Naam japo - always remember Waheguru (God) in everything you do. I remember Waheguru by praying every day and learning from his teachings. I also wear Kara as a representation of God. Every time I put out my hand, I am reminded that it should be to do something that pleases God.

Vand Chacho - always share with needy, no matter who they are. From my wages I will donate to the poor as our religion is also about giving to the unfortunate.

You may notice me and other Sikhs stand out because of our long hair, or because of us wearing a kara (steel bracelet) or because we wear a turban, but it is also important to always make sure that we always stand out because we stand up for others and help them, no matter what religion people are. That is what makes us Sikhs.

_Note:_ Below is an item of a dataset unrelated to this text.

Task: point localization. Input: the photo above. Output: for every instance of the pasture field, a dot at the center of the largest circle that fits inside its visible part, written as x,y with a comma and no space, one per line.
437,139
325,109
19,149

One thing to remember about Sikhism is to always show respect to everyone around you and to give to other when you can because giving is a symbol of kindness and Sewa (service) is a key belief for Sikhs. As a Sikh it is important to be kind and considerate of others and to not be greedy.

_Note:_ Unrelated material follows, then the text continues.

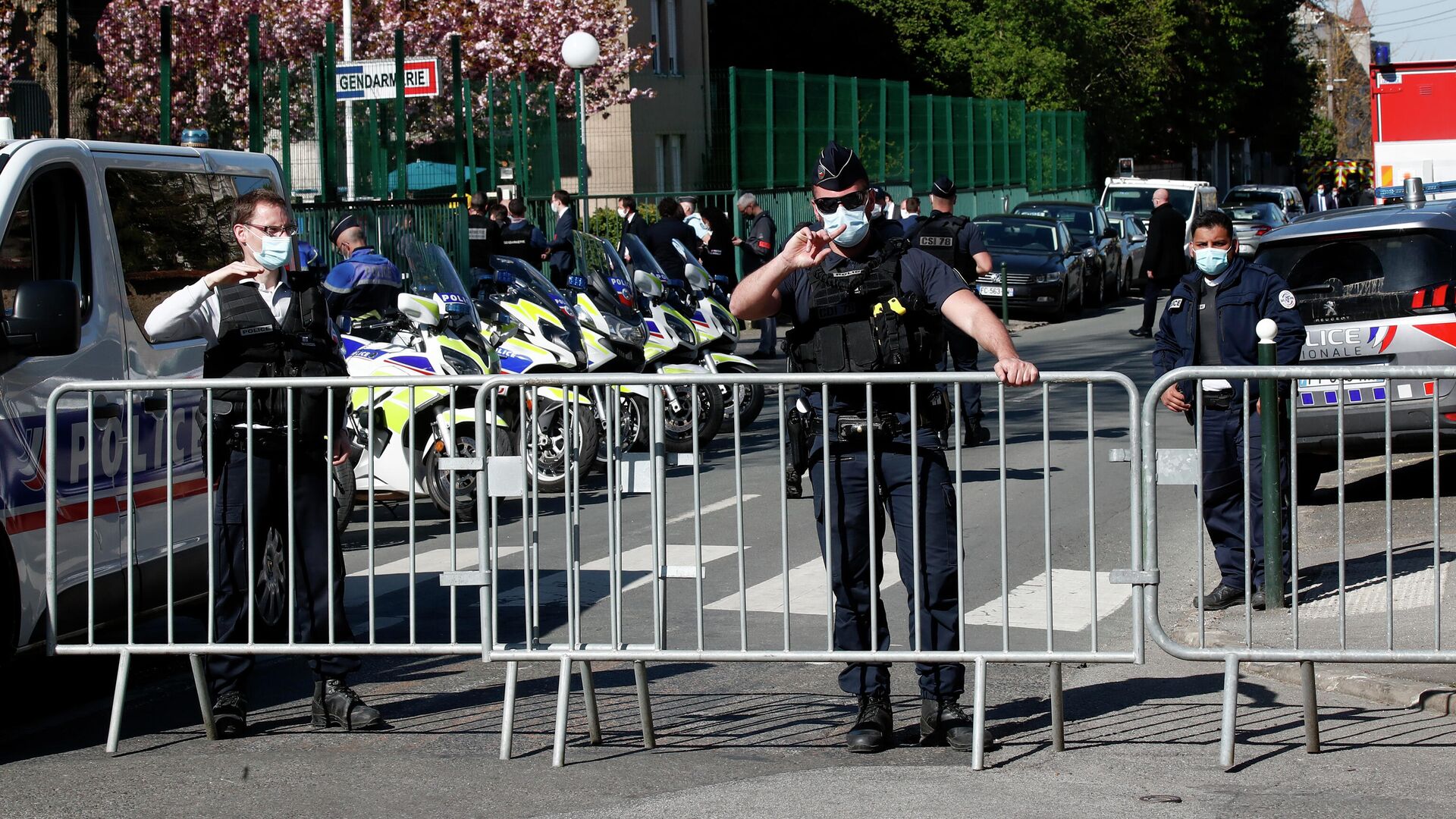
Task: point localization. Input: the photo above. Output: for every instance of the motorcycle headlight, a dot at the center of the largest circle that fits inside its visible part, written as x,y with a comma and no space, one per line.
460,363
625,333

This is something of what my being a Sikh means to me.


Sandeep had this to add:

As well as being a student at Ashton, I am also a Sikh. I feel proud to be a Sikh. In Sikhism our first Guru, Guru Nanak Dev Ji taught us the value of sharing with others as well as donating a small or even a large amount of money from our wages to charities or even to someone less fortunate than yourself. Gurudwara’s across the world make food and feed the people who come to visit or pray for free this is called Langar. I find this to be a beautiful and inspirational value of the Sikh community. Also, Guru Nanak taught us to respect each other no matter what race, religion, gender you are EVERYONE IS EQUAL! Guru Gobind Singh Ji (was the tenth Guru) who transformed the Sikh faith in 1699 and created the Khalsa which means the Pure. This meant that he wanted the Sikhs to be identified with the 5ks. This day is called Vaisakhi. He also declared that all the men would be identified as Singh (Lion) and women as Kaur (Princess).

Did you know that in the Sikh religion we commemorate death? In other words, we celebrate death. By this I mean at the Gurudwara we hold prayers and sometimes for three consecutive days (which is called an Akhand Paath) sing praises and meditate. There are lots of aspects of Sikhism that I genuinely like but these were to name a few. I love being a Sikh, I feel privileged to be a Sikh.